Predictor Coeff St. Dev t p
Constant 264.00 276.90 0.95 0.363
Mass 22.563 6.360 3.55 0.005
S = 144.9 R-Sq= 55.7% R-Sq(adj) = 51.3%
a) Write the least squares regression line, defining any variables used in the equation.
b) If a male in the study had a residual of -9.4 and a predicted resting metabolic rate of 1798.28, find the actual resting metabolic rate for this man.
c) Interpret the slope of this regression line in context of the data.
d) Name and interpret the coefficient of non-determination in this study. (This is the complement of the coefficient of determination)
e) Suppose that the exercise physiologists decided to modify this investigation by including the effect of exercise. They have 60 available male volunteers for the study and believe that 30 minutes of exercise will have an effect on the variables. They plan to carry out a completely randomized design.

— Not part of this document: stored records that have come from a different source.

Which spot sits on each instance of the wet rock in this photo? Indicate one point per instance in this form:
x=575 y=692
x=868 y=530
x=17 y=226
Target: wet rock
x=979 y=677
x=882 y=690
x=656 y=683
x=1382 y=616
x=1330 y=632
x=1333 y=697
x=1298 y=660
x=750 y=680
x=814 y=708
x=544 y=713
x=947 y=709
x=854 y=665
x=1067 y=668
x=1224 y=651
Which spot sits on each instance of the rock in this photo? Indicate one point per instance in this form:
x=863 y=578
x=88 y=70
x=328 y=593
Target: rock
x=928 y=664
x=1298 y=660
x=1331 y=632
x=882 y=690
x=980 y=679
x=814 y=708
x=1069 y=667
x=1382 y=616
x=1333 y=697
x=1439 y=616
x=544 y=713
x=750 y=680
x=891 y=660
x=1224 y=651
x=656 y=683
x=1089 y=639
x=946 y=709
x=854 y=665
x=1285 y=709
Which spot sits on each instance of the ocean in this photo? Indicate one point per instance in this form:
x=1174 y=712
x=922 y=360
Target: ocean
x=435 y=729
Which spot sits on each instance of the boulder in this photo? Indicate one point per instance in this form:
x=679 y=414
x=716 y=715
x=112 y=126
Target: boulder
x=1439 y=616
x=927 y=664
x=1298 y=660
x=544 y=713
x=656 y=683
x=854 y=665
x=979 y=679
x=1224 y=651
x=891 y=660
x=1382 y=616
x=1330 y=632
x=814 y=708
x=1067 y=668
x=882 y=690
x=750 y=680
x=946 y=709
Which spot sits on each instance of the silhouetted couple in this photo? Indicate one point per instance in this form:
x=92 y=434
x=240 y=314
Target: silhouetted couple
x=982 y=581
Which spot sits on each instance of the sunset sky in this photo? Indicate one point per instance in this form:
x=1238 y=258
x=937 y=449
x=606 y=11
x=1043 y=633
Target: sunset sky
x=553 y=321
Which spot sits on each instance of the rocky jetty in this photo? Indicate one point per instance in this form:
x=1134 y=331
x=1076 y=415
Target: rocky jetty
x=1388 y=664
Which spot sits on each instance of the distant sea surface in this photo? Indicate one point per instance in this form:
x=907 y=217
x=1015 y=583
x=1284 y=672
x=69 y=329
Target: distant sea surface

Why would a randomized block, blocked for age, be a better experimental design?
f) If the mean resting metabolic rate was 1,922 for the mean in the original study with a standard deviation of 39, what is the probability of a male with a resting metabolic rate over 2,000?
g) Using your answer to part f, what is the probability that in a group of 12 men, exactly 2 will have a resting metabolic rate over 2,000? Show the formula without actually doing the calculation.
a)
Regression line is 'y=a+bx+e'; where y=response variable,
x=predictor variable, a=intercept/constant, b=slope=coefficient of
predictor, e=error term.
Least Squares Regression line is 'yhat=ahat+bhat*x'.
Here, y=metabolic rate and x=body mass
ahat=constant= 264.00
bhat=slope=coefficient of Mass= 22.563
Thus,
Least Squares Regression line is 'Rate = 264 + 22.563 *
Mass'.
b)
Residual(e)=y-yhat
y=actual value of response and yhat=predicted value of
response
Here, e=-9.4, yhat=1798.28, y=?
y=e+yhat=-9.4+1798.28= 1788.88
The actual resting rate for this man is 1788.88
(calories per day).
c)
Slope is indicative of change in y, when there is a unit change in
x.
Here, it means that when mass changes by one unit (kg), the
metabolic rate changes (in fact increases) by a factor of '22.563'.
[Since, bhat is positive, so increases.]
d)
Coefficient of Determination is 'R-Sq' which gives the proportion
of variation explained by the regression model.
Here, R-Sq=55.7%
Complement=Coefficient of Non-determination: This means how much proportion of variation is not explained by the model.
In this case, 44.3% [i.e. 100-55.7] of variation is not explained by the model.